Cyberthreats Rise as Federal Agencies’ Defenses Slip

Information technology vendors who can provide productive ways to protect against cybersecurity threats should find a welcome market among federal agencies. Cybersecurity is the major worry of government IT personnel, two recent surveys concluded.

Federal IT managers polled for a Cisco-sponsored study were asked to select which of nine possible scenarios posed the “greatest risk” to their agencies over the next year. The “increased sophistication of cyberattacks” was a risk cited by 71 percent of respondents, and it ranked at the top of threat scenarios.

All of the 174 participants in survey conducted by MeriTalk, an online community for federal agencies, said that cybersecurity threats had increased in the past year.

In late 2008, when MeriTalk last addressed the issue, about 87 percent of respondents said that the cybersecurity threat was greater in 2008 than in 2007.

“We believe the increase in concern between 2008 and 2011 is due to a perfect storm of different factors — more information online, a greater variety of devices, and the increase in sophistication of cyberattacks,” Steve O’Keeffe, founder of MeriTalk, told CRM Buyer.

The “negligent use of information by internal personnel” was cited by 63 percent of Cisco survey respondents as a risk over the next year, ranking second among worrisome scenarios. Next were “increased use of social media” at 61 percent and “lack of integration across multiple systems” at 45 percent.

Vendors Must Add Value

The heightened concern about cybersecurity presents an opportunity for vendors who can address data protection issues. However, constraints on federal budgets will present a challenge to vendors marketing cybersecurity products and services, the survey results indicate.

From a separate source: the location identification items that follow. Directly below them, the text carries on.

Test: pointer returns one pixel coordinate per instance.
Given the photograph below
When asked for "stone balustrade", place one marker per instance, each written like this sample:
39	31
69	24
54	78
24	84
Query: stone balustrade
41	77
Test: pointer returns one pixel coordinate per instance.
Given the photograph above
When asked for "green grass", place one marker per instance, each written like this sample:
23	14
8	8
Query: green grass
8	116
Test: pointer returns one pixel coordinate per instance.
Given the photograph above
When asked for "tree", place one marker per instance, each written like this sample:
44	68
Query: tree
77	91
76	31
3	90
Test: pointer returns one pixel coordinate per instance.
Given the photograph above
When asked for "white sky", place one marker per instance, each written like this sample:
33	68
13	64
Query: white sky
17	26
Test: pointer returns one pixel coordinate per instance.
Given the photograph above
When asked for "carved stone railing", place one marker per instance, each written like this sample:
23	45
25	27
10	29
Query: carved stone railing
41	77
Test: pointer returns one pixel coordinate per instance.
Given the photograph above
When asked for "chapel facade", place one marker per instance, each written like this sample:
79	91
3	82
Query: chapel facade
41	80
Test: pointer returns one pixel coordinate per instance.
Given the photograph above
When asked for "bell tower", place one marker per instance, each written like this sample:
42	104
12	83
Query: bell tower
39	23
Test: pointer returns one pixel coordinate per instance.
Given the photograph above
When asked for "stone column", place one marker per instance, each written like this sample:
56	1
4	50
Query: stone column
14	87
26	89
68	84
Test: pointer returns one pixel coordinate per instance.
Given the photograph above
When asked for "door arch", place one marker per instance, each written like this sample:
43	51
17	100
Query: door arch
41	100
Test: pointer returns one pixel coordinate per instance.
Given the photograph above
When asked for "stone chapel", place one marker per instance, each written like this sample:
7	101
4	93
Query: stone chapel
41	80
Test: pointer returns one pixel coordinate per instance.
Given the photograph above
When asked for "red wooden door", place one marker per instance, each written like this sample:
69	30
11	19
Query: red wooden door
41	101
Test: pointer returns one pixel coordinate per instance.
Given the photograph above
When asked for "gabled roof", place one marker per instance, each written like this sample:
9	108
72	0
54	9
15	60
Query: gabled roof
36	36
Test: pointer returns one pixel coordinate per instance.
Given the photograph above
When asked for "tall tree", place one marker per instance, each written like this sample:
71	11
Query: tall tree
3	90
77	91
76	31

For example, 53 percent of respondents in the Cisco study said that budget cuts were negatively impacting their cybersecurity goals.

Federal agencies responding the MeriTalk survey said that on average, they only had about 60 percent of the funds to cover their cybersecurity needs.

However, declining budgets need not compromise security, Cisco researchers found, noting that there are cybersecurity solutions that deliver trust and visibility while reducing expense and increasing resilience.

“One of the most important factors we see is that vendors should not only address the functional needs for an IT installation,” Tom Albert, senior advisor at Cisco, told CRM Buyer. “What is truly necessary is to include the cybersecurity issue at the front end. You can’t just address it as an afterthought with a later bolted-on approach,” he said.

Integrating cybersecurity into any infrastructure improvement is the most efficient and productive way to handle threats, Albert noted.

To ensure that cybersecurity investments are productive, agencies must be able to match the threat with the solution. That’s where vendors can add value to the process, he added.

“One of the things we as vendors can do is help the agencies actually identify and detect vulnerabilities. Often the agencies will have a broad concern about security, but we can help them focus on specific requirements,” Albert pointed out.

Helping Agencies Help Themselves

“We also encounter situations where the agencies need help in leveraging the resources they already have to deal with cybersecurity — so there’s a lot of education and knowledge transfer that we can provide,” continued Albert. “

Vulnerability resulting from an inadequate knowledge of operations is a key worry for federal agencies. Only 51 percent of Cisco’s survey respondents said they had a “clear picture of all the activity on our networks.”

“Education and training” and “network intrusion detection” were the top two challenges agencies faced regarding cybersecurity, Cisco researchers found. In terms of investment priorities, “identifying system vulnerabilities” was cited by 50 percent of respondents, while “training agency personnel” was cited by 37 percent of survey participants.

The two most important cybersecurity priorities cited in the MeriTalk study were “securing federal networks” and “critical infrastructure protection.”

However, there may be one factor that is beyond the reach of vendors to address. Agencies are uncertain about who “owns” cybersecurity in terms of ultimate responsibility for protection, MeriTalk found. Respondents listed six different organizations, including the White House and the Department of Homeland Security at 14 percent each, and the Department of Defense at 6 percent. The category of “other” had the largest ranking at 35 percent.

“This finding illustrates there is significant confusion regarding who has overall responsibility and accountability for federal cybersecurity. This is of significant concern because coordinated monitoring and response is critical — definitely a ‘we all sink or swim together’ situation,” O’Keeffe said.

“This should be a priority for the new federal chief information officer,” he recommended. “Agencies need to know who establishes the policy, who sets the standards, where and how to share threat information and, most important, who is responsible for response.”